Sumbangsih Ndalem dalam Tradisi Pesantren di Jawa- Di masyarakat Jawa, kata ‘dalem’ atau ‘ndalem’ lebih populer dengan arti ‘rumah’ dan ‘saya’. Yang pertama terkadang ditambahi dengan akhiran ‘e’ menjadi ‘daleme’, seperti pertanyaan ‘daleme pundi?’ (rumahnya di mana?). Sementara yang kedua biasa digunakan ketika menjawab panggilan, misalnya, ketika nama saya dipanggil maka saya jawab ‘dalem’.
Namun, kata ini menjadi berubah maknanya ketika digunakan di lingkungan-lingkungan tertentu atau digabungkan dengan kata tertentu. Di lingkungan Keraton Jawa misalnya, kata ini biasa disandingkan dengan kata ‘abdi’ menjadi ‘abdi ndalem’.
Artinya, orang yang mengabdikan dirinya kepada keraton dan raja dengan segala aturan yang ada. Dalam frase ini, arti ‘ndalem’ adalah keraton atau raja.

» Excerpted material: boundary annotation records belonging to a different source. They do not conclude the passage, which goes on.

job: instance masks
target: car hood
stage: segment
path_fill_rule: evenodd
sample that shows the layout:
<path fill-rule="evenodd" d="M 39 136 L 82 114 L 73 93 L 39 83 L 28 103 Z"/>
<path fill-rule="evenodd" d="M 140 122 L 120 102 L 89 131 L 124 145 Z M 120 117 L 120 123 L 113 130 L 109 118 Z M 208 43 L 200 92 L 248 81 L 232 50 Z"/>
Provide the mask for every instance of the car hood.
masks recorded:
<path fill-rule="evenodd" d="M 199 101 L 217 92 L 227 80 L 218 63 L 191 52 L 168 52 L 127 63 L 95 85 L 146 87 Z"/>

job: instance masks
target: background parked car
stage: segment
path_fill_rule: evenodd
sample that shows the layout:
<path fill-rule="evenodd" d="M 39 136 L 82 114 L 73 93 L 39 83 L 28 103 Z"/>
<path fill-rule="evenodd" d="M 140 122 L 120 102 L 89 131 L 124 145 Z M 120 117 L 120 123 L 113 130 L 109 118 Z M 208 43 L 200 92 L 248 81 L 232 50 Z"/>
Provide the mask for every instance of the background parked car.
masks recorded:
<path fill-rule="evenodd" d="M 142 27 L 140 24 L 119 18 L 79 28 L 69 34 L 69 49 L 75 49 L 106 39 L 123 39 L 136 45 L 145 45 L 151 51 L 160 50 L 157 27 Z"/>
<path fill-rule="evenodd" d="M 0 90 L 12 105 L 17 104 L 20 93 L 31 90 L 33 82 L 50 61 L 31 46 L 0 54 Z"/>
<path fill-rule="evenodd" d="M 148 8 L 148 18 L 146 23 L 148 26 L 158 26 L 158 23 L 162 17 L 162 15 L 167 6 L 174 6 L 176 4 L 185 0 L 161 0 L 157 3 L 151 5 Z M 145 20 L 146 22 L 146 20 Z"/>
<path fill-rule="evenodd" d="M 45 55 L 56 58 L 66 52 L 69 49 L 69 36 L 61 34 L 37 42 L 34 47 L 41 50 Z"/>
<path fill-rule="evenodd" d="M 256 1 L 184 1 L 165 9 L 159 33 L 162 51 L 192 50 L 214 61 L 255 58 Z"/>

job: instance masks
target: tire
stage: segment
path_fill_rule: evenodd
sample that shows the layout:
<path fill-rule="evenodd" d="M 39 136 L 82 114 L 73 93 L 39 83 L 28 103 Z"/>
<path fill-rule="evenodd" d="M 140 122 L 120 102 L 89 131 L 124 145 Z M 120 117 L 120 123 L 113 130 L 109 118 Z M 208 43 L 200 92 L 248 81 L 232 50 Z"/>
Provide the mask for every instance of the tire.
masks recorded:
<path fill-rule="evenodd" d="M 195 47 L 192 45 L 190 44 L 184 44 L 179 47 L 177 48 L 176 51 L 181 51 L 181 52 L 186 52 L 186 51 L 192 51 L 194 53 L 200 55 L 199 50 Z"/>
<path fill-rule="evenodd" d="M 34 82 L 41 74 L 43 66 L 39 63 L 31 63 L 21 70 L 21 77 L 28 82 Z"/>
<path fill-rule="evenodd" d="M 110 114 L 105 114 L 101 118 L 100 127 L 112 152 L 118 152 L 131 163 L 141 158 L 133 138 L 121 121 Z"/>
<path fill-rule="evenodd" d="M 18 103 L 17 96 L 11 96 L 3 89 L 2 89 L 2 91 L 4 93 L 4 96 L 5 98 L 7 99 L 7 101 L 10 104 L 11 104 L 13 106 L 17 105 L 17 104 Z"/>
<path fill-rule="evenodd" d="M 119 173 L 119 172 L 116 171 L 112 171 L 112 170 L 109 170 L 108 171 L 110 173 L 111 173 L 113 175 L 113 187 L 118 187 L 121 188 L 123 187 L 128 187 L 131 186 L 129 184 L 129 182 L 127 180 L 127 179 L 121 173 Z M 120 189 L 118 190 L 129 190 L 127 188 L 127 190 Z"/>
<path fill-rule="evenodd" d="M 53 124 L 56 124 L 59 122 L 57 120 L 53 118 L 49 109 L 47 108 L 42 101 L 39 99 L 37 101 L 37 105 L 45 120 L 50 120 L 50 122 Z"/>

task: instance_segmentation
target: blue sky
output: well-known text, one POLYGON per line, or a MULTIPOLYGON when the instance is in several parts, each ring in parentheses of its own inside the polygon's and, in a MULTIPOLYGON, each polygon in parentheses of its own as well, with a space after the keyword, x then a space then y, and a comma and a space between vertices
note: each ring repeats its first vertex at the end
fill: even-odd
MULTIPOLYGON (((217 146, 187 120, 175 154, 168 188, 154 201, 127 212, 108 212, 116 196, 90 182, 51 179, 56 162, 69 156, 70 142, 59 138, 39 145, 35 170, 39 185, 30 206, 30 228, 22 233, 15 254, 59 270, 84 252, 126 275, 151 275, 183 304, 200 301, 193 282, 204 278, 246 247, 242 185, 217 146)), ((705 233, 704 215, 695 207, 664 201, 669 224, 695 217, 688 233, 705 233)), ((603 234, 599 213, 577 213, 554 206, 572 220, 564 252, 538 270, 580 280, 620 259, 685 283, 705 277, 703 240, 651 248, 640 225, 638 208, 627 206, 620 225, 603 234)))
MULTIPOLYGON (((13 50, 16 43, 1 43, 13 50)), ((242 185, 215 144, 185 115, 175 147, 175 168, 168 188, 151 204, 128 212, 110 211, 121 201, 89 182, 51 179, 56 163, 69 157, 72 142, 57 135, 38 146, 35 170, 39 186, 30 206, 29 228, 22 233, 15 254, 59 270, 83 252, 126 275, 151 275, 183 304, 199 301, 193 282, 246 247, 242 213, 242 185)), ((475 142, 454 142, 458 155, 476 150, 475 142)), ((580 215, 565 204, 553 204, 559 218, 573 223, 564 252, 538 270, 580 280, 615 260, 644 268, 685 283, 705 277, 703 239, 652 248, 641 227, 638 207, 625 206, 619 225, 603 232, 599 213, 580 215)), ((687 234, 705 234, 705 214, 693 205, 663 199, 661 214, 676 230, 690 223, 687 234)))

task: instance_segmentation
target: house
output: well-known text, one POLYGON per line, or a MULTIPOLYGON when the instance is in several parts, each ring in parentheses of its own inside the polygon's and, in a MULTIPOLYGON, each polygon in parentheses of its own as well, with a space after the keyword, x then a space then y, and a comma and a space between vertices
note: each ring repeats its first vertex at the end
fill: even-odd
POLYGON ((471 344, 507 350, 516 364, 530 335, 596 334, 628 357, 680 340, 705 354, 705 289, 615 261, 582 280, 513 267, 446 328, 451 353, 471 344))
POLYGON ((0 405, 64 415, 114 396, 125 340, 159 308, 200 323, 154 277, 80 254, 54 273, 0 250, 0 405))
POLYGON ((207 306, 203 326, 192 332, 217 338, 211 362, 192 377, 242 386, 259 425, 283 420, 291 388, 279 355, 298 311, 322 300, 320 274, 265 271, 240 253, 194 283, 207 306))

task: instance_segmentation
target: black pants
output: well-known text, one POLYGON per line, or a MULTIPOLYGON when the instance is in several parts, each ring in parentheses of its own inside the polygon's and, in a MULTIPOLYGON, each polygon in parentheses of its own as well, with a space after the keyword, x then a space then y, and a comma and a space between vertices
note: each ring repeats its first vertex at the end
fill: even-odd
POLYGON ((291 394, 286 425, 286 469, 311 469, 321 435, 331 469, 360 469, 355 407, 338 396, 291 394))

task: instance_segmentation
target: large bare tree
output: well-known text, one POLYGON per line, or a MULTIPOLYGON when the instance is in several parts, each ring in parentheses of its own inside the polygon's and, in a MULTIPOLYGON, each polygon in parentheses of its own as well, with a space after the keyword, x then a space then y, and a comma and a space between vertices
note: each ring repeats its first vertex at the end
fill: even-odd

Sama halnya dengan di keraton, kata ‘dalem’ juga mengalami perubahan makna ketika digunakan di dunia pesantren, di Jawa khususnya. Memang benar makna dasarnya tidak berubah seluruhnya. Dalam pengertian, ‘dalem’ masih diartikan ‘rumah’ atau ‘saya’. Namun, bagi masyarakat santri Jawa, ‘dalem’ bukan hanya bermakna itu, bukan juga keraton atau raja.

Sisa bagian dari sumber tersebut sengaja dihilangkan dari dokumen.